When phenol is added at the same concentration, 2.5 g/l, to immobilized but not activated cells after 2 years of storage, the complete degradation of the toxicant by the proposed strain occurs within 8 days.

From this example, it can be concluded that immobilized cells that were stored for 2 years in the absence of a substrate at 7°C did not lose the ability to degrade phenol; however, they require 2 times more time to utilize high concentrations than before.

Example 5 Decomposition of phenol by the bacterial strain Rhodococcus opacus VKM Ac-2911D in an immobilized state on a polycaproamide fiber at a temperature of 7°C.

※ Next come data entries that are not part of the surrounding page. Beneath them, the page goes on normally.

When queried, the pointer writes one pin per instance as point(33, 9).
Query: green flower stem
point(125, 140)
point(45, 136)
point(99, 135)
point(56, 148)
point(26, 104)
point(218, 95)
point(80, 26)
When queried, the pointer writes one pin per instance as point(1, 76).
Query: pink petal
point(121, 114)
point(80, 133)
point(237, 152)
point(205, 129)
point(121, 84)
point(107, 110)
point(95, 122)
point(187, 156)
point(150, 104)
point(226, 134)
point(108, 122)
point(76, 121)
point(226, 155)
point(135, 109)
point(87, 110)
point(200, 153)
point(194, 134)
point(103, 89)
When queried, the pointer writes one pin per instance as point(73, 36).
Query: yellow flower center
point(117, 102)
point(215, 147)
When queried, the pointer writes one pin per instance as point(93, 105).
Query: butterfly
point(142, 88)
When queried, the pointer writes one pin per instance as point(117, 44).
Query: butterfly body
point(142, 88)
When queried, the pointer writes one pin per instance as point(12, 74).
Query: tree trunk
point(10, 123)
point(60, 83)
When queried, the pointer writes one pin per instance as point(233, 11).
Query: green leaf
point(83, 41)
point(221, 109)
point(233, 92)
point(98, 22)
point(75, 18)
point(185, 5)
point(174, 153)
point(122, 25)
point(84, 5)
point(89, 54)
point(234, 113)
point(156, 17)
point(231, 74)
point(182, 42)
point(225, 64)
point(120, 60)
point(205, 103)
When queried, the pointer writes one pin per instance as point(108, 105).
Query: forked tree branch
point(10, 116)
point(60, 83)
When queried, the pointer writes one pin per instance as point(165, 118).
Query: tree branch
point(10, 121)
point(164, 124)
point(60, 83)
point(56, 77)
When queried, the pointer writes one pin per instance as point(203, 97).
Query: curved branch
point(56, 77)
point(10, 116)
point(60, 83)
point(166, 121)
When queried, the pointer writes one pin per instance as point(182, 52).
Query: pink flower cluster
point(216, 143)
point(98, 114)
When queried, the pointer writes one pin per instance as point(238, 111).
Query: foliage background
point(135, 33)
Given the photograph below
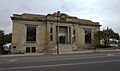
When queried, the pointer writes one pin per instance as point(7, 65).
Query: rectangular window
point(51, 30)
point(27, 49)
point(88, 36)
point(33, 49)
point(51, 37)
point(73, 32)
point(31, 33)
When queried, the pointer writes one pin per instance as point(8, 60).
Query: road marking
point(110, 55)
point(8, 61)
point(12, 60)
point(57, 65)
point(65, 59)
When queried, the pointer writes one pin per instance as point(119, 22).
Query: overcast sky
point(107, 12)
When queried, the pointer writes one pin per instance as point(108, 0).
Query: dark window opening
point(51, 37)
point(51, 30)
point(62, 39)
point(73, 32)
point(88, 36)
point(33, 49)
point(27, 49)
point(31, 33)
point(14, 46)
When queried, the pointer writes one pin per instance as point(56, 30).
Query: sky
point(106, 12)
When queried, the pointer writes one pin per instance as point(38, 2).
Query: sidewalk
point(61, 53)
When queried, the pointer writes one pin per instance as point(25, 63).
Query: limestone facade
point(51, 28)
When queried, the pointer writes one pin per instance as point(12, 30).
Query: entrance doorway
point(33, 49)
point(62, 39)
point(30, 49)
point(27, 49)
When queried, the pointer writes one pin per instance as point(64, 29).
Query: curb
point(61, 53)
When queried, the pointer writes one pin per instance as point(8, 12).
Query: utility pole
point(58, 12)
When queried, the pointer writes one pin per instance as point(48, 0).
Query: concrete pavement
point(62, 53)
point(63, 63)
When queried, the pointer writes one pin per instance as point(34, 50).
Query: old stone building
point(33, 33)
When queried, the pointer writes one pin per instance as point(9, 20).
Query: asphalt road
point(79, 62)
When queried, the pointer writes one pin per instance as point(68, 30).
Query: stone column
point(68, 38)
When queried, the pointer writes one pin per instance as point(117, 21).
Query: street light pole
point(58, 12)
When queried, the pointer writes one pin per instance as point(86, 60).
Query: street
point(79, 62)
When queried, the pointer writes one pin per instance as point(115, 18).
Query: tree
point(5, 38)
point(1, 37)
point(8, 38)
point(106, 35)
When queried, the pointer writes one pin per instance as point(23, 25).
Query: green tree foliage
point(5, 38)
point(1, 37)
point(106, 35)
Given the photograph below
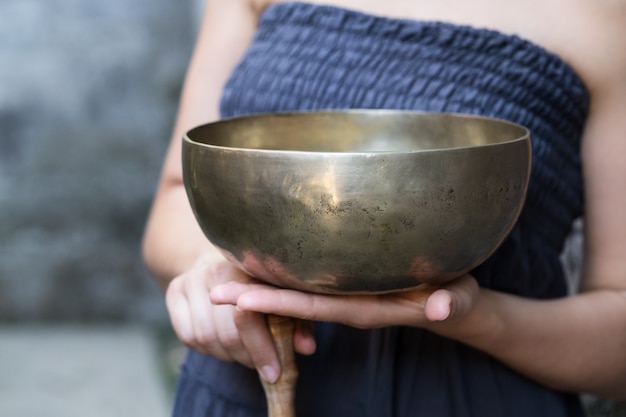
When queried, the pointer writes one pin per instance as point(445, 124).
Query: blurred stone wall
point(88, 93)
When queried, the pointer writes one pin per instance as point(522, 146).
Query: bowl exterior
point(354, 223)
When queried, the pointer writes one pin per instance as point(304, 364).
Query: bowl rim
point(525, 134)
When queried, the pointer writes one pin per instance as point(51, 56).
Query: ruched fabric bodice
point(307, 57)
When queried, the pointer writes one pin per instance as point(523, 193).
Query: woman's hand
point(224, 331)
point(419, 307)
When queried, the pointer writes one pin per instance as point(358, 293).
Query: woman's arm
point(173, 240)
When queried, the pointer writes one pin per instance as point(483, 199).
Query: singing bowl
point(358, 201)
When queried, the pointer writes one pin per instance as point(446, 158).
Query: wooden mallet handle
point(281, 394)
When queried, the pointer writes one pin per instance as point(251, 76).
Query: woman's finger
point(259, 345)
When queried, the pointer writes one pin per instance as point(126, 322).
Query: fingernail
point(269, 373)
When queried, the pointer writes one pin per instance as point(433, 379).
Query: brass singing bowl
point(357, 201)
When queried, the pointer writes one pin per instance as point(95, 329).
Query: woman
point(503, 340)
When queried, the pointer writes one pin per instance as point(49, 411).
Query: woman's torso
point(584, 33)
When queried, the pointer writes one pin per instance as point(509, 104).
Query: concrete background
point(88, 92)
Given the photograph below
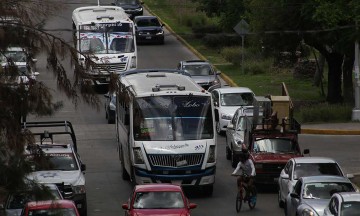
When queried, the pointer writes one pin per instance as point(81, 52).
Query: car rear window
point(313, 169)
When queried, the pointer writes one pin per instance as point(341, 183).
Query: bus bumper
point(204, 177)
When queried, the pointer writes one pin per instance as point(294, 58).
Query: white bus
point(107, 35)
point(165, 129)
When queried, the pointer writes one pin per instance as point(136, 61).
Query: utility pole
point(356, 110)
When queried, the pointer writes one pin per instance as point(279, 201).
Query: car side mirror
point(83, 167)
point(192, 205)
point(230, 126)
point(306, 151)
point(125, 206)
point(350, 176)
point(294, 195)
point(283, 175)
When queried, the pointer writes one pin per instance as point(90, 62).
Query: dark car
point(131, 7)
point(202, 72)
point(149, 30)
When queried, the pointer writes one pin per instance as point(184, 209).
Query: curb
point(329, 131)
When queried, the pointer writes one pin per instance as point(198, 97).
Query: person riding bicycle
point(245, 165)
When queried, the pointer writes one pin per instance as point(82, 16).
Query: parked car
point(343, 204)
point(311, 194)
point(202, 72)
point(305, 166)
point(227, 101)
point(15, 202)
point(64, 167)
point(50, 207)
point(131, 7)
point(158, 199)
point(149, 29)
point(20, 59)
point(110, 107)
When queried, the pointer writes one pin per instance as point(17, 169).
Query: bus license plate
point(181, 163)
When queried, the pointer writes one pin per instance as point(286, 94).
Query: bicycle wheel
point(252, 198)
point(239, 200)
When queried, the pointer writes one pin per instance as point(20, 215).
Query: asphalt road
point(106, 190)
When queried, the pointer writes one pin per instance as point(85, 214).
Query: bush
point(325, 113)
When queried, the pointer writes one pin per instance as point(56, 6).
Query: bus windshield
point(168, 118)
point(107, 38)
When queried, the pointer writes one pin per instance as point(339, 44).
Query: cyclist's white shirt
point(248, 167)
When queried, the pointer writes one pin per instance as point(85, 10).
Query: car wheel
point(233, 161)
point(218, 128)
point(124, 174)
point(228, 153)
point(281, 203)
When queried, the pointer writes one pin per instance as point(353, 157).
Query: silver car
point(311, 194)
point(226, 101)
point(343, 204)
point(305, 166)
point(15, 202)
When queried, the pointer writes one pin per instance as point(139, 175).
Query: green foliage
point(324, 112)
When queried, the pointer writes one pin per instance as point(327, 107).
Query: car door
point(284, 178)
point(295, 201)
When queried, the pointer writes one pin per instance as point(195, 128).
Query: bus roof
point(99, 14)
point(145, 82)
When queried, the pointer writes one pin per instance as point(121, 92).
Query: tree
point(229, 11)
point(328, 26)
point(21, 24)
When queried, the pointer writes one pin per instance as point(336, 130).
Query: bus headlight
point(79, 189)
point(138, 158)
point(133, 62)
point(211, 157)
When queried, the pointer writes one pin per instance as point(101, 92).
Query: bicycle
point(252, 195)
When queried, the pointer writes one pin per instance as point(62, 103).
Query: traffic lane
point(344, 149)
point(222, 202)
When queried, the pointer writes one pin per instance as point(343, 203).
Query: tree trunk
point(347, 80)
point(334, 61)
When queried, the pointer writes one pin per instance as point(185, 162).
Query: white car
point(311, 194)
point(305, 166)
point(343, 204)
point(227, 100)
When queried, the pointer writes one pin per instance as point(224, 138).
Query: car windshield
point(144, 22)
point(324, 190)
point(198, 70)
point(275, 145)
point(350, 208)
point(15, 56)
point(53, 212)
point(158, 200)
point(168, 118)
point(55, 161)
point(19, 199)
point(313, 169)
point(237, 99)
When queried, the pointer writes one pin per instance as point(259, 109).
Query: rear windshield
point(313, 169)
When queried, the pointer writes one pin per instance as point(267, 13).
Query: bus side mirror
point(127, 119)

For the decomposition of phenol at a temperature of 7°C, a polycaproamide fiber with cells immobilized on it, obtained after complete degradation of 2.5 g/l of phenol, is used. The fiber with immobilized cells is transferred into 100 ml of sterile mineral medium containing 0.2 g/l of phenol. Cultivation is carried out at 7°C without aeration.

At a phenol concentration of 0.2 g/l and a temperature of 7°C, the complete degradation of the toxicant by the proposed strain occurs within 6 days. With the additional introduction of phenol at a concentration of 0.2 g/L, its decrease under the same conditions also occurs within 6 days.

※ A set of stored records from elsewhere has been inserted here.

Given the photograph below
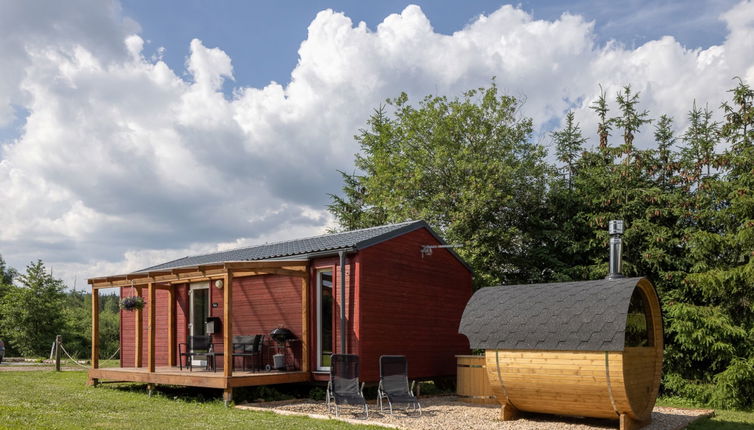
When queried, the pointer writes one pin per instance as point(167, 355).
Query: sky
point(136, 132)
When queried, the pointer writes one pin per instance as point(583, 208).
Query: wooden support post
point(151, 327)
point(228, 325)
point(305, 322)
point(58, 342)
point(508, 412)
point(628, 423)
point(138, 333)
point(95, 328)
point(227, 396)
point(171, 326)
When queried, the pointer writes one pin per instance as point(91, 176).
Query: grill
point(281, 336)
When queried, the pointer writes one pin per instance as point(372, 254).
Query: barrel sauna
point(590, 348)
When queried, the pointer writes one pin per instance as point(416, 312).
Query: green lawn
point(723, 420)
point(51, 400)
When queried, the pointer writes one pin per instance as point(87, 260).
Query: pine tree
point(569, 143)
point(603, 126)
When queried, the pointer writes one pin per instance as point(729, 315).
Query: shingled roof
point(565, 316)
point(350, 240)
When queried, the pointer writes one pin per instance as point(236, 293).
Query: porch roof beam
point(207, 271)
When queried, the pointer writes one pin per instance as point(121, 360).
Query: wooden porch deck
point(195, 378)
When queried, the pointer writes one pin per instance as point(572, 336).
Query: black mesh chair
point(195, 346)
point(248, 347)
point(394, 383)
point(343, 387)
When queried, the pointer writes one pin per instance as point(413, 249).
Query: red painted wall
point(128, 328)
point(396, 303)
point(411, 306)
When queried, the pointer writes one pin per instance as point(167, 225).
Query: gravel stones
point(449, 413)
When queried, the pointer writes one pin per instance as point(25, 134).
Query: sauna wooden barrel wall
point(591, 348)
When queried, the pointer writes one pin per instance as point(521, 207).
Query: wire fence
point(71, 358)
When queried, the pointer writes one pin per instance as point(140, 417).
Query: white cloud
point(123, 162)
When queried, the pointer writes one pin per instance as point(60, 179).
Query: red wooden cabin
point(404, 294)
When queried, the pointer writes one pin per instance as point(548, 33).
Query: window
point(639, 330)
point(324, 319)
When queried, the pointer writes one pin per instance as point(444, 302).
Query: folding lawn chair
point(394, 383)
point(343, 387)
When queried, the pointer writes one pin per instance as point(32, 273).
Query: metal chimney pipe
point(616, 249)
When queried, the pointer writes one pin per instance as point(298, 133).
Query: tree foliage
point(469, 168)
point(33, 312)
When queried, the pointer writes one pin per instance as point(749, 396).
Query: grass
point(723, 419)
point(61, 400)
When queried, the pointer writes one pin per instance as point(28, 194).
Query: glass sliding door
point(198, 313)
point(324, 319)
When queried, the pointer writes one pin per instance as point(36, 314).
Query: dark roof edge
point(416, 225)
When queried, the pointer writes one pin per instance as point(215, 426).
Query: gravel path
point(448, 413)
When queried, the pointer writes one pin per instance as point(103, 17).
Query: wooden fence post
point(58, 342)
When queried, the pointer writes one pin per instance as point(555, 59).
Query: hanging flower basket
point(131, 303)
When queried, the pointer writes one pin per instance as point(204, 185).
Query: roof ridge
point(242, 248)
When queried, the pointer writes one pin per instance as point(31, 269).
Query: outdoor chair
point(394, 383)
point(194, 346)
point(248, 347)
point(343, 387)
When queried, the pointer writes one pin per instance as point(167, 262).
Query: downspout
point(342, 255)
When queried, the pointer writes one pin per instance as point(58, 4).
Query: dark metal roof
point(317, 245)
point(565, 316)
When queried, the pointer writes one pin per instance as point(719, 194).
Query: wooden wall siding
point(261, 304)
point(127, 342)
point(181, 315)
point(127, 321)
point(558, 382)
point(352, 310)
point(412, 306)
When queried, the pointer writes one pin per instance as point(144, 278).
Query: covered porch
point(220, 276)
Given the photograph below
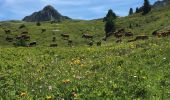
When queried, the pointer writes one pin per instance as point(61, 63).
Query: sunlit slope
point(157, 19)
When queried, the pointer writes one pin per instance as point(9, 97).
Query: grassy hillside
point(129, 71)
point(136, 70)
point(158, 18)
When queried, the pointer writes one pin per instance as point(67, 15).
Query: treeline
point(111, 16)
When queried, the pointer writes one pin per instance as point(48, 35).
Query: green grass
point(123, 71)
point(128, 71)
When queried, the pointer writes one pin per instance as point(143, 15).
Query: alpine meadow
point(50, 56)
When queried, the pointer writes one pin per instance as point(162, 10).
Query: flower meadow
point(138, 70)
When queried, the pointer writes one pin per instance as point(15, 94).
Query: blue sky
point(76, 9)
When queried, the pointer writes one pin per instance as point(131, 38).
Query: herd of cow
point(118, 35)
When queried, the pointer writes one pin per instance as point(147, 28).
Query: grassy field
point(122, 71)
point(129, 71)
point(158, 18)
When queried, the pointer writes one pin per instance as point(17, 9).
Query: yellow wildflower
point(23, 94)
point(49, 97)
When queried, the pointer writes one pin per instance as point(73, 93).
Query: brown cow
point(90, 43)
point(70, 42)
point(9, 39)
point(118, 35)
point(118, 41)
point(7, 31)
point(34, 43)
point(155, 33)
point(25, 32)
point(65, 35)
point(128, 34)
point(144, 37)
point(131, 40)
point(43, 30)
point(121, 30)
point(99, 43)
point(53, 45)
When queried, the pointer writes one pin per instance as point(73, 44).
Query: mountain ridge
point(48, 13)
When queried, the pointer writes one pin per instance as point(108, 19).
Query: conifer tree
point(146, 7)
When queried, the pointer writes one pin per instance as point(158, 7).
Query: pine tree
point(146, 7)
point(130, 11)
point(109, 26)
point(109, 15)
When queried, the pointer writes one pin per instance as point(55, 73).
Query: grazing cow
point(54, 39)
point(118, 41)
point(43, 30)
point(90, 43)
point(34, 43)
point(109, 34)
point(7, 31)
point(155, 33)
point(23, 36)
point(99, 43)
point(118, 35)
point(104, 38)
point(9, 39)
point(65, 35)
point(142, 37)
point(22, 26)
point(70, 42)
point(87, 36)
point(128, 34)
point(131, 40)
point(53, 45)
point(121, 30)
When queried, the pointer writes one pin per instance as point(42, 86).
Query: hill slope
point(157, 19)
point(47, 14)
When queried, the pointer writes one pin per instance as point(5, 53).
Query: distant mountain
point(47, 14)
point(161, 3)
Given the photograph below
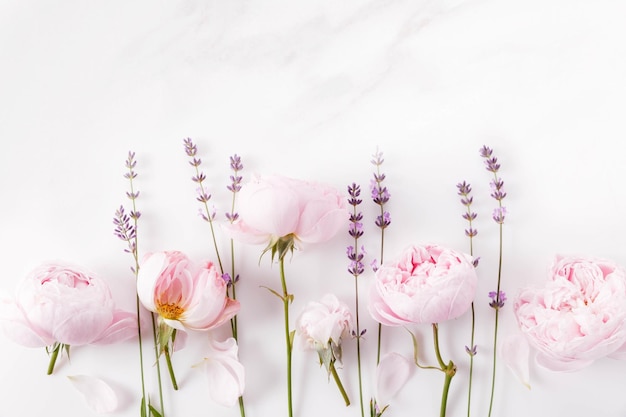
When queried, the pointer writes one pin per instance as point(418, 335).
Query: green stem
point(158, 362)
point(449, 370)
point(358, 344)
point(471, 370)
point(288, 342)
point(495, 332)
point(333, 371)
point(170, 368)
point(53, 358)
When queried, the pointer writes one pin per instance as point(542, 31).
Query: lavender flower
point(203, 196)
point(380, 193)
point(497, 185)
point(356, 268)
point(497, 299)
point(471, 351)
point(466, 199)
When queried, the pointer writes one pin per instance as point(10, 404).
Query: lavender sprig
point(465, 190)
point(203, 195)
point(126, 230)
point(208, 215)
point(380, 196)
point(499, 214)
point(356, 268)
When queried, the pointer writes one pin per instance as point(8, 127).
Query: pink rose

This example shows that the proposed bacterial strain is able to utilize low concentrations of phenol at a temperature of 7°C.

Thus, it has been shown that the proposed bacterial strain Rhodococcus opacus VKM Ac-2911D ensures the decomposition of phenol by both non-immobilized and immobilized cells at toxicant concentrations from 0.5 to 2.5 g/l.

The proposed strain is superior to the prototype strain Rhodococcus opacus VKM-Ac-2546 D in destructive activity in relation to high concentrations of phenol. Thus, the maximum concentration of phenol at which growth and decomposition of the toxicant is observed during periodic cultivation is 0.75 g/l for free cells and 1.5 g/l for immobilized cells for the prototype strain. The proposed strain of Rhodococcus opacus VKM AC-2911D is able to utilize 1.5 and 2.5 g/l in the form of free and immobilized cells, respectively.

Claims (1)

Bacterial strain Rhodococcus opacus VKM Ac-2911D capable of degrading 2.5 g/l of phenol.